Transformer units themselves are already specialized things. Wikipedia says that GPT-3 is a standard transformer network, so I'm sure there is additional room for specialization. But that's not a new idea either, and it's often the case that a after a model is released, smaller versions tend to follow.
Are transformers not already very specialized to the task of learning from sequences of word vectors? I'm sure there is more that can be done with them other than making the input sequences really long, but my point was that LLMs are hardly lacking in design specialized to their purpose.
> Are transformers not already very specialized to the task of learning from sequences of word vectors?
No, you can use transformers for vision, image generation, audio generation/recognition, etc.
They are 'specialized' in that they are for working with sequences of data, but almost everything can be nicely encoded as a sequence. In order to input images, for example, you typically split the image into blocks and then use a CNN to produce a token for each block.
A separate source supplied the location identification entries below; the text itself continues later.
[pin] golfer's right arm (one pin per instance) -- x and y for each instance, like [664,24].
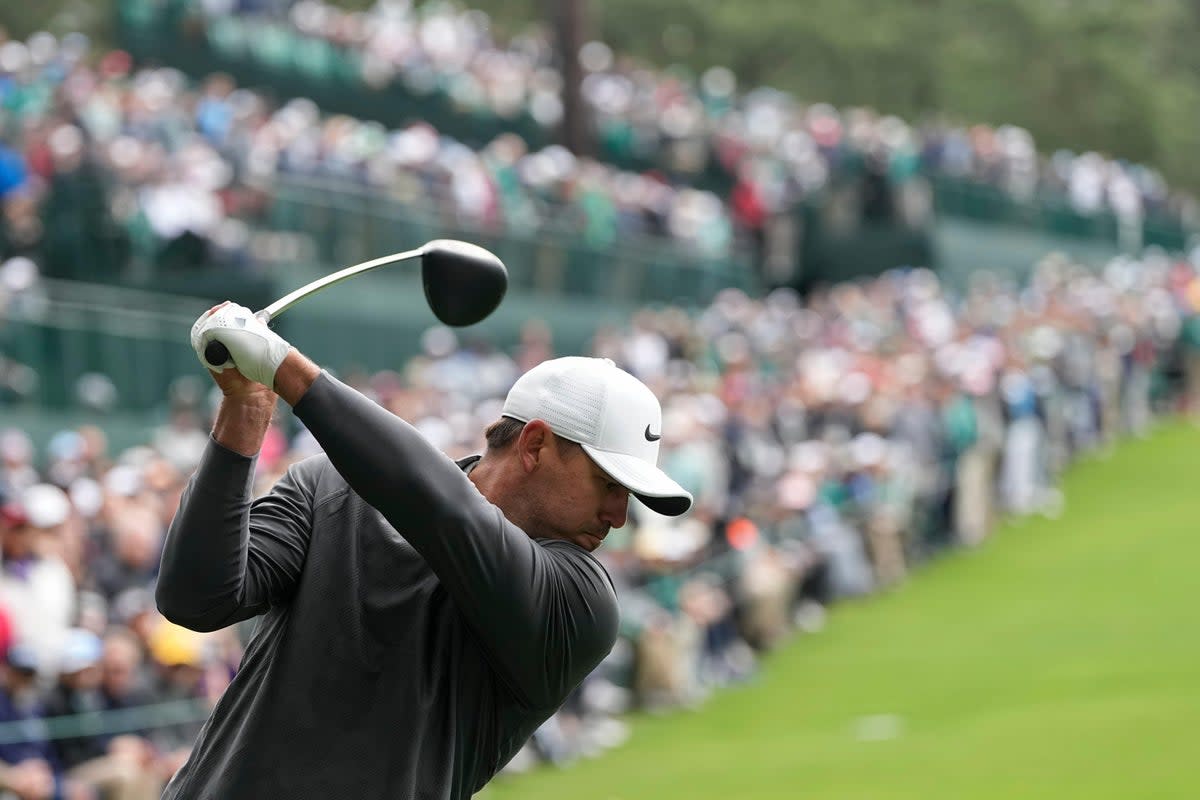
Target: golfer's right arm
[228,558]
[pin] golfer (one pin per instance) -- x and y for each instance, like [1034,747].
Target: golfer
[419,618]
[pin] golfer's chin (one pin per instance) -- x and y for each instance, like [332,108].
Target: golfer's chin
[589,541]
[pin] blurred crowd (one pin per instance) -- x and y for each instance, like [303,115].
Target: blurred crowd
[107,168]
[771,149]
[833,444]
[102,163]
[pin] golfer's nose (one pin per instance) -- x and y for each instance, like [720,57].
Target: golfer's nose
[616,507]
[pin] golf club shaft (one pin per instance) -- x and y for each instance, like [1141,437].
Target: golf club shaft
[216,353]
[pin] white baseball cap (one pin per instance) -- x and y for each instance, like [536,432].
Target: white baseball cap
[613,415]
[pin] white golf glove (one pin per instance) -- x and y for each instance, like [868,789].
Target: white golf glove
[255,349]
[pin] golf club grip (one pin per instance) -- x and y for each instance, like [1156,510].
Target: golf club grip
[216,353]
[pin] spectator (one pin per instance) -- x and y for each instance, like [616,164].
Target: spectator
[35,585]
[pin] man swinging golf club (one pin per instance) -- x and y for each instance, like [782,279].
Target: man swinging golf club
[420,618]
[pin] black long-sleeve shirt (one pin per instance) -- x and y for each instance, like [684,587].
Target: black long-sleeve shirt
[412,638]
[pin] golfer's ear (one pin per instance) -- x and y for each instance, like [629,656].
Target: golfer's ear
[532,444]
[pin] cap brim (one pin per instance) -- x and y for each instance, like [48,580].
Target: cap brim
[647,482]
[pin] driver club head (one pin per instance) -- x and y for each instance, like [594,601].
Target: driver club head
[463,282]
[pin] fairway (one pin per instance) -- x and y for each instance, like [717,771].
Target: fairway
[1059,660]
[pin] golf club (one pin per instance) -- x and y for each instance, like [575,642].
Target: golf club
[463,284]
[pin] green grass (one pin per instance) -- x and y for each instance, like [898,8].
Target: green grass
[1059,660]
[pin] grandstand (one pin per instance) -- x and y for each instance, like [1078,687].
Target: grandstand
[847,396]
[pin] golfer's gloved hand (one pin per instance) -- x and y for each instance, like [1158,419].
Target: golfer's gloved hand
[255,349]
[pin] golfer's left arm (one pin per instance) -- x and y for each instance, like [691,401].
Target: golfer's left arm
[545,614]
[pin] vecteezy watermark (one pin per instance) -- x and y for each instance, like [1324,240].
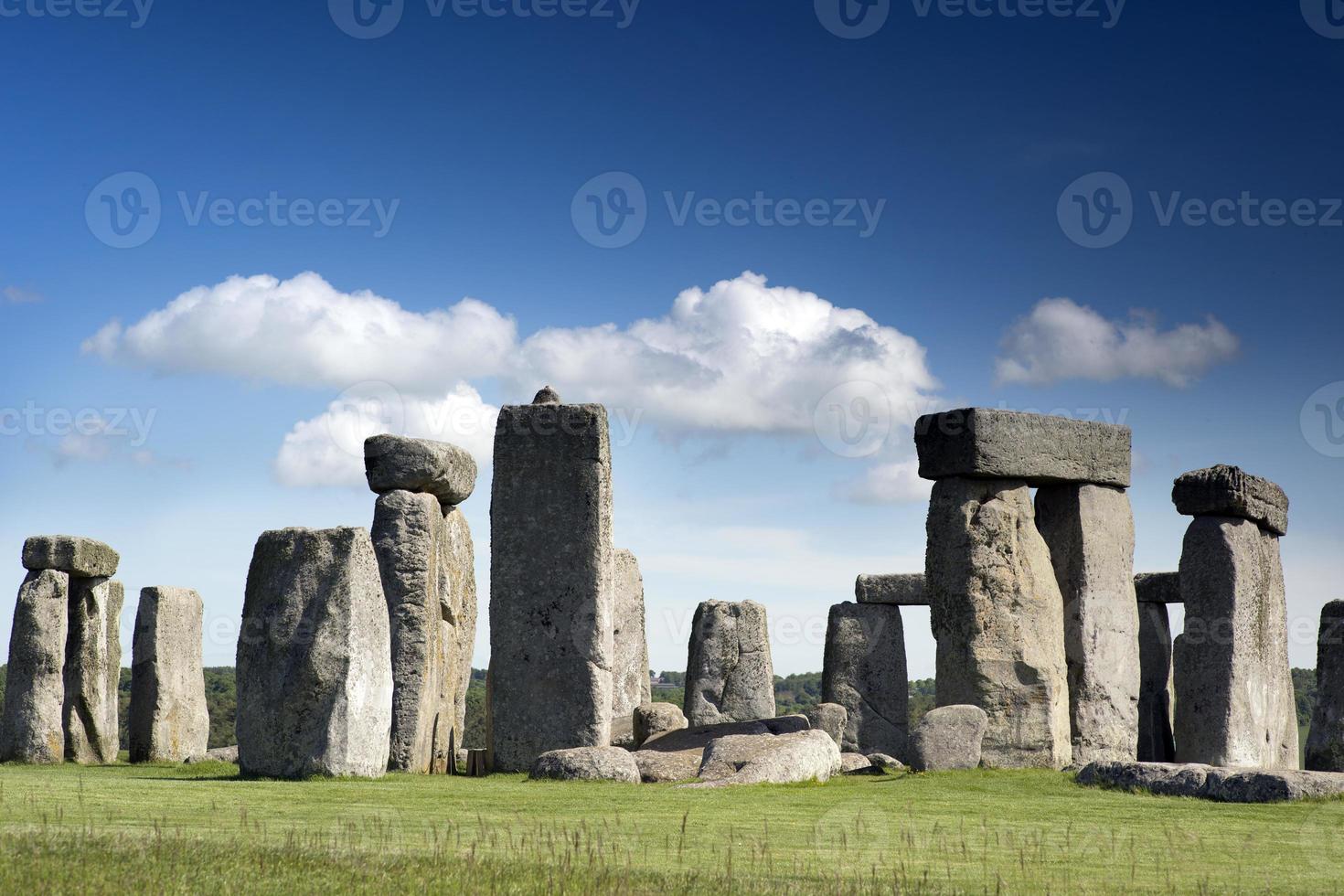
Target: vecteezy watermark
[612,209]
[125,211]
[132,423]
[136,12]
[855,19]
[1098,209]
[1321,420]
[1326,17]
[369,19]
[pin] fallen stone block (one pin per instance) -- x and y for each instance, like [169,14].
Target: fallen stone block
[949,739]
[588,763]
[1229,491]
[168,718]
[400,464]
[1011,445]
[70,554]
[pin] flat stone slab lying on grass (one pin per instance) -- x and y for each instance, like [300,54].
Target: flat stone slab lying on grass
[70,554]
[901,589]
[1011,445]
[1209,782]
[1229,491]
[588,763]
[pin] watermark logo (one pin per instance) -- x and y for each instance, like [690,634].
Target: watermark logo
[1321,420]
[366,19]
[1326,17]
[611,209]
[123,209]
[852,19]
[1097,209]
[852,420]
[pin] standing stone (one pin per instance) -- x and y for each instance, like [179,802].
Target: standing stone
[1234,689]
[864,672]
[1090,534]
[429,581]
[34,699]
[729,675]
[1156,692]
[93,669]
[998,620]
[168,718]
[551,583]
[1326,743]
[631,647]
[315,672]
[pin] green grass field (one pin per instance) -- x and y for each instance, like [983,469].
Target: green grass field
[202,829]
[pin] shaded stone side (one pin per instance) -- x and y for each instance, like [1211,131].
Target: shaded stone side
[93,669]
[1234,689]
[168,718]
[1156,693]
[551,590]
[997,617]
[33,729]
[315,670]
[729,675]
[864,672]
[631,647]
[1090,534]
[1326,743]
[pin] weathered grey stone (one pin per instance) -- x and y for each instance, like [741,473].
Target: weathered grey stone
[1157,587]
[1326,743]
[1235,704]
[1090,534]
[1229,491]
[93,669]
[168,718]
[901,589]
[1011,445]
[1156,692]
[729,675]
[70,554]
[400,464]
[588,763]
[551,583]
[998,620]
[429,581]
[829,718]
[656,718]
[315,669]
[631,650]
[864,670]
[949,739]
[778,759]
[1207,782]
[33,729]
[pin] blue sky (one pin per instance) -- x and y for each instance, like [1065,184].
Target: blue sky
[483,137]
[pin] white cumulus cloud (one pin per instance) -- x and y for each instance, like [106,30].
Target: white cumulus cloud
[1062,340]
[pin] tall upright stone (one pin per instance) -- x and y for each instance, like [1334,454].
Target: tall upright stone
[864,672]
[1156,690]
[315,670]
[1234,687]
[551,581]
[428,575]
[33,729]
[1090,534]
[93,669]
[1326,741]
[998,620]
[168,718]
[631,647]
[729,672]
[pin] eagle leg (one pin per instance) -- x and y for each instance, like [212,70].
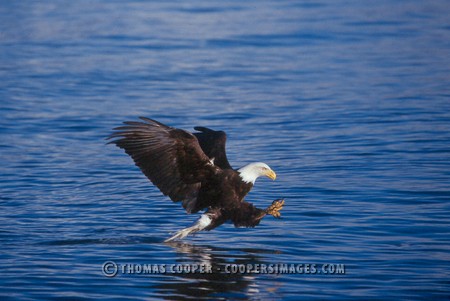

Then you concatenate the tokens and feed them into a transformer.
That's fair, and I didn't realize people were using them for images that way. I would still argue that they are at least somewhat more specialized than plain fully-connected layers, much like convolutional layers.
It is definitely interesting that we can do so much with a relatively small number of generic "primitive" components in these big models. but I suppose that's part of the point.
Small nit: the analog DAC circuit has MSB and LSB reversed. That is, the LSB goes into the top 128k resistor. If you think of it one bit at a time, the gain of the circuit = -Rf/R --- where R is one of the resistors in the ladder. (Rf is the feedback resistor, which is unlabeled and un-valued in the article.) Clearly, you get bigger output when R is smaller.
Putting aside the idea that "analog" doesn't have overflow. (Any physical implementation of that analog signal would have limits in the real world. If nothing else, then how much current or voltage your PSU can supply, or how much current can go through your wire.)
But that is not even the real issue. The real issue that it is not analog, it is just "analog" with quotes. The neural network is executed by a digital computer, on digital hardware. So that "analog" is just the underlying float type of the of the CPU or GPU executing the network. That is still very much digital. Just on a different abstraction level.
I don't see how this is surprising. It's cool but come on, you have a network consisting of addition and multiplication and you expect it to not use them? What else is it supposed to do? Memorize every input output pair like a look up table?
> One thought that occurred to me after this investigation was the premise that the immense bleeding-edge models of today with billions of parameters might be able to be built using orders of magnitude fewer network resources by using more efficient or custom-designed architectures.
I'm pretty convinced that something equivalent to GPT could run on consumer hardware today, and the only reason it doesn't is because OpenAI has a vested interest in selling it as a service.
It's the same as Dall-E and Stable Diffusion - Dall-E makes no attempt to run on consumer hardware because it benefits OpenAI to make it so large that you must rely on someone with huge resources (i.e. them) to use it. Then some new research shows that effectively the same thing can be done on a consumer GPU.
I'm aware that there's plenty of other GPT-like models available on Huggingface, but (to my knowledge) there is nothing that reaches the same quality that can run on consumer hardware - yet.